Первые полтора месяца прошли относительно легко. Слабость ещё маячила на горизонте, сон давался без особых усилий, а настроение было ровным. Правда, я стал замечать, что практически не читаю книг, не смотрю фильмов и редко слушаю музыку. Других побочных эффектов не было. Серьёзные трудности возникли в Ныробе, куда я приехал по служебным делам на излёте второго месяца терапии. Пустой и холодный номер гостиницы привёл меня в уныние. Непривычная обстановка и чувство потерянности схватили за грудки. Казалось диким вот здесь, когда надо работать, проявлять внимание и прозорливость, протирать мягкое место спиртом и вкалывать жутковатое лекарство, старательно прицеливаясь в нужный сектор. Ночью я испугался, что не справлюсь с работой. Утром полчаса лежал в постели, собираясь с силами. С этим надо было что-то делать. В тот день я принял решение, которое спасло меня в будущем. Оно было одновременно простым и сложным — максимально дисциплинировать свою жизнь. Держать равнение на собственные чувства и хотения я больше не мог — они уводили в оцепенение, мешали работать и побуждали культивировать болезнь и слабость, медленно превращая меня в плаксивого идолопоклонника.

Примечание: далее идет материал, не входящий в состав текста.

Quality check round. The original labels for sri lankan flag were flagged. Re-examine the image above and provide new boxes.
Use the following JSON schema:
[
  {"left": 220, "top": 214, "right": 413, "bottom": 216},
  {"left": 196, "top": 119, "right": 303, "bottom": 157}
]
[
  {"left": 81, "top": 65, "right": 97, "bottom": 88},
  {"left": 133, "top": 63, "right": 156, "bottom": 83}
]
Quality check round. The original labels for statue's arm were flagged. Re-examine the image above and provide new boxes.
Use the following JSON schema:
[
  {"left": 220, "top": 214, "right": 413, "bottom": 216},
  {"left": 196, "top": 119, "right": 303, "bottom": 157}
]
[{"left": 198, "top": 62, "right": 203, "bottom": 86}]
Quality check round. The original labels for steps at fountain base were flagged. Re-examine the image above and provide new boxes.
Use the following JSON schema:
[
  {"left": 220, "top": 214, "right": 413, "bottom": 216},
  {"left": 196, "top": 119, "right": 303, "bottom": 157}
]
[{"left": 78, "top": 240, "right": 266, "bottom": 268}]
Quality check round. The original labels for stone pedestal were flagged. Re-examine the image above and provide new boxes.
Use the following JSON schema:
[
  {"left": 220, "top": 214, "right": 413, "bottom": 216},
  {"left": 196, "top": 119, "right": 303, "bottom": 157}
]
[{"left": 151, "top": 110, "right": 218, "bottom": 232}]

Я встряхнулся и обратился к разуму и воле. Вернувшись из командировки, составил распорядок дня. Ввёл в свою жизнь физкультуру, обязал себя к чтению и написанию текстов. Упорядочил приёмы пищи, прогулки и шахматные тренировки. Стал учиться игнорировать эмоции и мысли. Беспощадно иронизировал по поводу своего настроения. Однако два раза в месяц со мной случались срывы. Особенно тяжелым выдался март, четвёртый месяц терапии. Ощущение, что я разбиваю и разбиваю скорлупу, а она всё вырастает и вырастает, заключая меня в безвоздушное пространство, сделалось невыносимым. В такие дни мой стержень гнулся, и лечение хотелось бросить. Я валился на диван и мог часами глядеть в потолок. Потом приходила злость. Она копилась и зрела, пока кто-то не вызывал её на себя. Безобразный ор, направленный на близких, кота, компанию Дом.ru или соседа с дрелью, выплёскивался настолько обильно, что поостыв, я не знал, куда деть глаза от стыда и беспомощности. Вскоре срывы стали мной предугадываться. Чувствуя их приближение, я нагружал себя шахматными задачами, Зощенко и Довлатовым, долгими лесными прогулками и думой о том, что когда-нибудь терапия закончится. Это помогло, и жизнь пришла хоть в какое-то русло. Но помогло не только это. В любой момент я мог обратиться к своему врачу и получить от неё поддержку и точные советы. И конечно, вряд ли бы мне удалось пройти эти четыре месяца без стоического понимания родных людей.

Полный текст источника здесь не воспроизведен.